Data Engineer
- Full-time
Company Description
Lyst is a technology platform that revolutionises the way people shop for fashion. We connect millions of consumers globally with the world’s leading fashion designers and stores, giving them a simpler, more engaging and more effective shopping experience. Lyst has grown over 300% every year since launch in 2011 and has raised over $60M from top-tier investors including Accel, DFJ, Balderton and the teams behind LVMH, Michael Kors and Oscar de la Renta.
Job Description
Lyst are looking for a Data Engineer to help us continue to build out our data pipeline capabilities and improve the way we handle data ingestion and ETL processes at scale.
We record over 100 million rows of data a day and use this information to allow our partners and the business to gain huge levels of insight into consumer behaviour.
To support this volume, we have built our own analytics architecture, predominantly in Python and leveraging the convenience of many cloud services like AWS Redshift, Lambda, CloudFront, S3, etc.
What you'll be working on:
- Designing and implementing different ETL and data jobs using Python, AWS etc.
- Working on challenges to help us build out a more automated analytics platform using a micro-services architecture.
- Streamlining the anomaly detection process across all our data, building tools and processes around it to speed up the required actions.
- Re-designing if necessary and constantly optimising our database (table) designs to make them faster and more efficient for AWS Redshift.
- Creating a development platform with tools and a pipeline that are effective, simple, well documented and scalable.

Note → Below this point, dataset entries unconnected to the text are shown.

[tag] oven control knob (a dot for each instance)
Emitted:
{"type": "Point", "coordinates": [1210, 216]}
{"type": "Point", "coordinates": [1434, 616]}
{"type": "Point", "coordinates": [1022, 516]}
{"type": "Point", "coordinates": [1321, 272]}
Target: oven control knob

- Support and implementation of Looker as the BI tool of the company, defining good practices and supporting users needs.
Qualifications
What you'll need:
- Experience writing large, complex systems in a commercial environment
- Confidence in writing performant code in Python
- Experience with the some of the following technologies in production: Django, PostgreSQL, Redis, AWS, Elasticsearch, Docker, RedShift
Bonus points for:
- Experience building and maintaining large scale data pipelines.
- Experience setting up and running ETL processes and a great understanding of database design.
Additional Information
You will be challenged, supported and have the opportunity to learn a lot. You will work a fast paced, autonomous environment with like minded people who are passionate about what they do.
We care deeply about helping the tech industry become a more inclusive and diverse place and we work hard to lead by example. Our workplace is dynamic, diverse and highly collaborative. Join a company with;
- 50 engineers and data scientists with plans to double the team size in the next 6 months.
- 5M duplicated products detected and merged using product image features (http://www.slideshare.net/ejlbell/fashion-productdeduplication)
- 300k online recommendation model updates per day (http://developers.lyst.com/data/2014/11/11/word-embeddings-for-fashion/)
- 72k crowd-sourced labels generated per day
- 40k product gender classifications per day via deep learning
- 500k recommended products per day
- 120 EC2, 8 RDS, 7 ElastiCache and 10 Redshift instances
- our internal analytics system collects ~100M data points/day
...and a team that…
- ~10 deployments/day
- 40+ merged pull requests/day
- 20k lines of change/week
- Lots of open source projects - https://github.com/lyst and https://github.com/SSAW
- Get invited to talk at great events (PyCon, Europython, PyData etc)
- feature toggling and A/B testing
- Twice monthly internal engineering meet up events
- Paid attendance at conferences
- A clothing allowance
- Internal training opportunities (want to learn Python, or improve your presentation skills?)
- Desk beer Fridays
- A well stocked kitchen and fridge
- Things that keep you happy and healthy: Yoga in the office regularly, football teams, netball teams, board game nights and burger eating clubs.